Asked on 15 Aug 2018
I wouldn't bother too much with commissions because given the competitive nature, the rates are all fairly low (<1% for sure), and it's once-off. When most people talk about "costs eroding returns", they are referring to recurring costs like management fees (one consideration if you're thinking robo-advisors).
If you're going for value-investing, even if you're buying $1000 of one stock, the commission you are going to get charged is maybe $10. But if you're doing your research, and investing in right companies, you should be doing 15% p.a. returns, so that initial once-off cost of 1% ($10) is not so critical. I would study the custodian fees since these are charged in perpetuity.
Given the constantly dropping commission fees (U.S. already 0.00 USD reached for stocks and ETFs, f.ex. TD Ameritrade or Charles Schwab, no advertising from my part, I am only a very happy TD A customer), the absolute investing amount has almost no importance anymore. Perfect conditions for beginner retail investors, you could clearly experiment to find out what works.
my private strategy to successful equity investing is here, try to consider passive ETFs instead of single stock investing:
Dr. Wealth has covered this question before, let's read it from the expert:
He shared that "
If you take the $10 cost and divide it by the minimum commission of 1%. This gives you a figure of $1,000.
This means that if you want to keep your cost within 1% of your investment capital, you should invest a minimum of $1,000 (assuming your cost is $10)."

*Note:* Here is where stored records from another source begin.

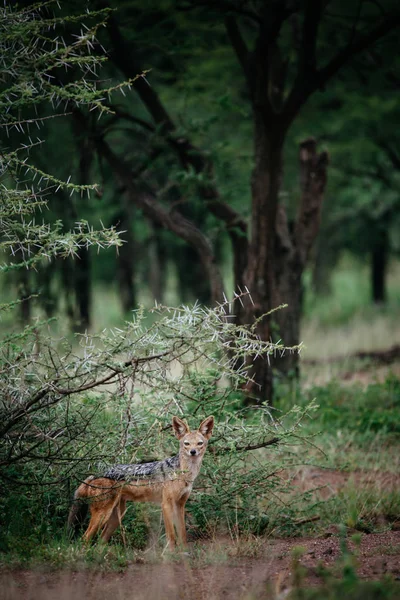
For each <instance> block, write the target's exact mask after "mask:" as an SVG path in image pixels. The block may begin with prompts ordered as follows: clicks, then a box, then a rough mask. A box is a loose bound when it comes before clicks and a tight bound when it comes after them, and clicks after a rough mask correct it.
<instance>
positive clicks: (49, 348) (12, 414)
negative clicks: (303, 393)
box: [0, 304, 314, 551]
mask: <svg viewBox="0 0 400 600" xmlns="http://www.w3.org/2000/svg"><path fill="white" fill-rule="evenodd" d="M154 310H155V312H156V319H155V321H154V323H153V324H152V325H151V326H148V327H146V326H145V323H144V319H145V316H144V313H143V311H139V312H138V313H137V314H136V316H135V318H134V320H133V321H132V322H129V323H127V324H126V327H125V328H124V329H113V330H111V331H103V332H102V333H100V334H99V335H96V336H89V335H85V336H82V335H81V336H79V338H78V339H79V340H80V345H79V347H78V348H77V349H76V350H75V349H74V348H72V347H71V346H69V345H68V344H67V343H66V342H63V343H62V344H61V346H60V347H59V348H58V349H57V350H56V349H55V347H54V345H53V344H52V343H51V341H50V342H49V341H48V340H47V339H46V336H45V335H42V334H40V333H39V332H38V331H37V329H35V330H33V329H32V330H26V331H25V333H24V335H23V336H21V338H18V336H14V337H12V338H10V339H9V340H8V342H7V344H3V346H2V352H1V366H0V377H1V382H2V385H1V388H0V423H1V427H0V439H1V446H0V477H1V479H2V485H3V489H8V493H7V494H5V495H3V498H2V500H1V502H2V506H1V515H2V518H1V520H2V521H3V523H2V531H3V532H4V534H3V535H4V538H3V540H2V545H3V549H4V548H6V547H7V546H9V547H11V540H13V541H12V546H13V547H16V544H17V541H16V540H18V539H19V540H21V534H24V535H25V536H26V534H27V533H28V532H27V531H26V527H27V524H28V523H29V526H28V528H29V533H30V535H31V538H32V543H33V545H35V544H37V542H38V540H42V541H44V540H46V539H48V536H49V535H51V536H52V537H53V538H54V536H55V535H61V533H62V531H63V527H64V523H65V517H66V514H67V510H68V504H69V502H70V499H71V496H72V492H73V490H74V489H75V488H76V487H77V485H78V483H79V482H80V481H82V480H83V479H84V478H85V477H86V476H87V475H88V474H89V473H98V472H101V471H102V470H103V469H104V467H105V466H106V465H112V464H114V463H121V462H122V463H127V462H139V461H143V460H157V459H161V458H164V457H165V456H171V455H173V454H175V453H176V451H177V442H176V440H175V439H174V438H173V436H172V435H171V428H170V423H171V417H172V416H173V415H174V414H176V415H178V416H181V417H184V418H187V419H188V421H189V424H190V425H192V426H197V425H198V423H199V422H200V421H201V420H202V419H203V418H204V417H205V416H207V415H210V414H214V416H215V418H216V424H217V426H216V430H215V434H214V437H213V438H212V440H211V443H210V447H209V450H208V451H207V455H206V458H205V461H204V465H203V469H202V474H201V476H200V478H199V480H198V483H197V485H196V492H195V493H194V494H193V496H192V498H191V501H190V505H189V507H188V509H189V512H191V514H192V517H191V521H192V524H193V525H196V526H197V528H198V530H199V532H201V533H203V532H205V531H208V532H213V531H215V530H216V529H217V528H220V527H223V526H224V527H228V528H229V529H230V530H231V531H232V532H235V533H238V532H239V531H240V530H251V531H252V532H254V533H262V532H263V531H265V530H268V531H270V530H271V529H273V528H275V529H276V528H278V529H279V528H282V527H283V526H284V524H286V526H287V524H288V523H290V522H293V521H296V520H297V519H298V518H299V517H301V515H299V514H295V507H294V505H293V504H292V503H288V502H287V501H285V497H284V496H285V492H286V491H287V490H286V489H285V484H284V483H283V481H282V479H281V478H280V477H279V473H280V471H282V469H284V468H285V467H287V466H288V465H289V464H292V463H293V462H295V461H296V460H298V458H297V456H296V452H294V448H291V447H290V445H291V444H295V446H296V447H298V446H299V444H300V443H301V438H300V436H299V426H300V424H301V421H302V419H303V418H304V417H305V416H306V415H307V414H308V413H310V411H312V410H313V409H314V406H313V405H309V406H307V407H304V408H303V409H302V410H300V409H297V408H295V409H292V411H291V412H290V413H289V414H287V415H285V416H282V417H276V416H273V415H272V414H271V411H270V409H269V407H268V406H258V407H257V408H256V409H255V408H243V402H242V398H241V392H240V388H241V386H242V385H243V384H244V383H245V382H246V380H247V378H248V375H247V370H246V367H245V366H244V365H245V357H246V358H247V359H248V357H249V356H253V357H254V356H256V355H259V354H263V355H265V357H266V360H267V359H268V355H269V354H271V353H272V352H282V351H284V348H283V347H281V346H277V345H275V344H272V343H269V342H262V341H260V340H259V339H258V338H257V336H256V335H255V333H254V329H248V328H245V327H239V326H236V325H235V324H234V323H233V322H232V320H233V319H232V318H231V316H230V314H229V304H223V305H219V306H217V307H215V308H204V307H201V306H199V305H195V306H194V307H191V308H189V307H181V308H178V309H169V308H156V309H154ZM247 364H248V360H247ZM291 449H292V450H293V452H290V450H291ZM24 529H25V531H24ZM129 541H131V540H129ZM132 541H133V542H134V538H133V540H132ZM142 544H143V542H142V541H141V542H140V545H142ZM24 549H25V551H28V550H29V544H28V542H27V538H26V537H25V538H24Z"/></svg>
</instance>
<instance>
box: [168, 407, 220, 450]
mask: <svg viewBox="0 0 400 600" xmlns="http://www.w3.org/2000/svg"><path fill="white" fill-rule="evenodd" d="M213 427H214V417H207V419H204V421H202V423H200V427H199V428H198V430H197V431H190V429H189V426H188V424H187V423H186V422H185V421H182V419H179V418H178V417H173V419H172V428H173V430H174V433H175V436H176V437H177V438H178V440H179V441H180V451H181V452H183V453H184V455H185V456H187V457H191V458H195V457H197V456H203V454H204V452H205V450H206V448H207V443H208V440H209V439H210V437H211V435H212V430H213Z"/></svg>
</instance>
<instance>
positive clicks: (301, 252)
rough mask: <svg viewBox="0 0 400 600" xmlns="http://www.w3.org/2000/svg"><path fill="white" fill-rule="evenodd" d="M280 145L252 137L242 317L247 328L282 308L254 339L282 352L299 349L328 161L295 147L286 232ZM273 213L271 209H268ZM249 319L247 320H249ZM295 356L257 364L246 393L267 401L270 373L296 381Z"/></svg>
mask: <svg viewBox="0 0 400 600" xmlns="http://www.w3.org/2000/svg"><path fill="white" fill-rule="evenodd" d="M281 156H282V144H281V143H280V137H279V136H278V135H276V136H275V137H273V136H270V137H269V138H268V137H267V135H265V136H264V138H263V137H262V135H260V133H259V132H258V133H257V142H256V161H255V163H256V166H255V169H254V172H253V182H252V192H253V197H252V202H253V220H252V240H251V244H250V249H249V259H248V269H247V277H246V280H247V286H248V288H249V290H250V291H251V293H252V297H253V300H254V306H253V307H251V306H249V308H248V311H247V315H246V316H247V319H248V322H252V319H254V318H255V319H257V318H259V317H260V316H261V315H262V314H265V313H267V312H269V311H270V310H271V309H274V308H276V307H277V306H280V305H281V304H287V305H288V306H287V308H284V309H281V310H279V311H276V312H273V313H272V315H271V316H269V317H267V318H264V319H262V320H260V321H259V323H258V325H257V333H258V334H259V335H260V337H261V339H263V340H271V339H272V340H273V341H277V340H278V339H280V340H282V343H283V344H284V345H285V346H297V345H298V344H299V343H300V316H301V301H302V275H303V271H304V268H305V266H306V262H307V258H308V255H309V252H310V250H311V247H312V244H313V242H314V240H315V237H316V235H317V233H318V229H319V224H320V215H321V207H322V200H323V195H324V190H325V186H326V176H327V165H328V155H327V153H326V152H322V153H320V154H318V153H317V146H316V142H315V140H314V139H308V140H305V141H304V142H302V143H301V144H300V182H301V202H300V208H299V212H298V215H297V219H296V222H295V225H294V227H293V228H292V229H290V228H289V225H288V221H287V216H286V211H285V208H284V207H283V206H282V205H279V203H278V194H279V186H280V180H281V164H282V163H281ZM274 207H275V209H274ZM251 313H252V314H251ZM298 360H299V359H298V353H297V352H286V353H285V354H284V355H283V356H281V355H279V356H272V357H270V361H268V360H266V359H265V358H258V359H257V360H256V361H254V363H253V365H252V367H251V369H252V375H253V382H254V383H253V384H252V387H251V386H250V389H249V390H248V391H249V392H250V394H251V396H254V397H256V398H257V401H258V402H265V401H267V402H269V403H271V401H272V392H273V387H272V381H273V378H272V369H273V368H277V369H279V370H280V371H281V372H282V373H284V374H285V375H290V374H293V375H297V373H298Z"/></svg>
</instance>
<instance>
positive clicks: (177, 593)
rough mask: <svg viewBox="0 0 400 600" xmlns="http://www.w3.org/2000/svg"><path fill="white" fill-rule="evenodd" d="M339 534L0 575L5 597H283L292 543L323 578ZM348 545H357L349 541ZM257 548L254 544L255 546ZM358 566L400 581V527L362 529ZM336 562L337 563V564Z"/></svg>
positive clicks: (25, 598)
mask: <svg viewBox="0 0 400 600" xmlns="http://www.w3.org/2000/svg"><path fill="white" fill-rule="evenodd" d="M339 544H340V543H339V537H338V535H337V532H336V531H335V530H334V529H333V530H332V531H330V532H327V533H326V534H325V536H324V537H319V538H316V539H310V538H303V539H301V538H298V539H295V540H268V541H265V542H263V543H262V546H258V548H257V558H254V557H251V558H250V557H246V556H237V554H241V553H243V551H245V550H246V548H245V547H243V546H242V547H241V546H240V543H239V544H234V543H232V542H230V543H224V542H222V541H220V542H218V541H215V542H213V543H212V546H210V548H209V549H210V556H213V557H214V562H213V564H201V561H200V564H197V563H199V560H198V559H195V560H193V559H192V558H190V557H186V556H182V557H181V559H179V560H173V559H166V560H165V561H164V562H162V563H157V564H131V565H130V566H129V567H128V568H127V570H126V571H125V572H124V573H93V572H90V571H83V572H50V573H46V572H40V571H37V572H34V571H24V570H21V571H13V572H11V573H9V572H2V573H1V575H0V598H2V599H3V600H16V599H18V600H39V599H40V600H53V599H54V598H56V599H57V600H71V598H73V599H76V600H78V599H80V598H85V599H86V600H90V599H93V600H94V599H96V600H103V599H104V600H106V599H107V600H110V599H112V600H120V599H125V598H134V599H135V600H136V599H137V600H144V599H146V600H152V599H159V598H160V599H163V600H164V599H166V600H170V599H171V600H172V599H176V598H188V599H189V598H190V600H200V599H203V598H210V599H212V598H229V599H231V598H232V599H244V598H246V599H249V598H253V597H254V598H257V599H260V600H261V599H263V598H265V599H266V598H273V597H275V594H276V595H278V596H281V597H284V595H285V591H286V590H289V589H290V587H291V581H292V570H293V569H292V567H293V558H292V550H293V548H294V547H298V546H301V547H302V548H303V552H304V553H303V556H302V558H301V564H302V565H303V566H304V567H305V568H306V578H305V582H306V583H308V584H310V585H316V584H318V583H319V582H320V581H321V579H320V577H319V575H318V572H319V571H318V569H319V568H320V565H323V566H325V567H330V568H332V567H333V573H335V569H337V573H336V574H337V576H339V575H340V570H339V565H338V563H337V561H338V558H339V557H340V547H339ZM350 546H353V549H354V545H352V544H351V543H350ZM253 550H254V549H253ZM356 554H357V555H358V557H357V572H358V575H359V577H360V578H363V579H380V578H382V577H383V576H385V575H389V576H391V577H392V578H394V579H395V580H400V531H390V532H385V533H376V534H370V535H363V536H362V539H361V545H360V547H359V549H358V550H357V551H356ZM218 556H220V557H221V558H220V562H219V561H218ZM334 565H336V566H334Z"/></svg>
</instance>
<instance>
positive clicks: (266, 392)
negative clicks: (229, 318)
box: [244, 111, 283, 403]
mask: <svg viewBox="0 0 400 600" xmlns="http://www.w3.org/2000/svg"><path fill="white" fill-rule="evenodd" d="M282 142H283V137H282V136H280V135H279V133H278V132H277V133H275V134H274V133H273V132H272V128H271V124H270V123H269V124H267V125H266V120H265V114H264V113H263V111H255V166H254V170H253V174H252V182H251V192H252V222H251V241H250V245H249V252H248V263H247V270H246V275H245V281H246V285H247V287H248V289H249V290H250V293H251V296H252V299H253V303H254V304H253V303H250V302H249V301H247V304H246V306H247V311H246V314H245V315H244V317H245V319H246V321H247V323H253V322H254V321H255V320H258V321H257V325H256V332H257V335H259V337H260V339H262V340H265V341H267V340H270V339H271V319H270V317H264V318H263V319H260V317H261V316H262V315H264V314H266V313H268V312H269V311H270V310H271V309H272V308H273V307H274V295H273V294H272V293H271V290H273V289H274V287H275V275H274V258H275V245H276V244H275V239H276V235H275V221H276V212H277V206H278V194H279V188H280V183H281V174H282ZM250 374H251V377H252V383H251V384H250V385H248V386H247V392H248V394H249V401H250V402H251V401H253V402H254V400H255V399H256V400H257V402H265V401H267V402H269V403H271V402H272V390H273V381H272V371H271V367H270V363H269V360H268V359H267V358H265V357H258V358H256V359H255V360H254V361H253V362H252V365H251V369H250Z"/></svg>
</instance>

To get lower the initial buy in and sell out with
DBS cash upfront
standard charted bank
Dollar cost averaging
if you got capital invest on your own
You can start investing with $100 by doing RSP. As the commission for single trade can cost usually $25 commission. So only do that if you have high capital. But there are pros and cons. RSP transact once a month. While the other can invest anytime you want.
$100 per month is enough to start investing! you can check out the POSB regular savings plan, which can be found here: https://blog.seedly.sg/which-regular-savings-plan-is-the-cheapest/
Well for DBS and OCBC they charge $25 worth of transaction fee so I kinda calculate the potential dividends I can receive in the first year and ensure it is more than the commission fee. Thereafter it's a matter of letting it grow + accumulating more dividends!
Lowest comm out there is $10 + some gst etc. = $12+. (Fundsupermart, Stanchart)
Usual brokerage comm is $25 + gst, svc fees etc. = $28+
I would recommend investing at least $3 - 5k one shot to make it worthwhile. Comm should not be shaving off >3% of your returns at the initial start.
You can start investing with as low as a few hundred dollars, depending on how expensive the stock you like to purchase is.
Stock exchange platform has fees range between $10 to $25 per transaction with a maximum percentage tagged to the transaction amount. To maximise the percentage, you'll need about $5000 to $10000 in each transaction.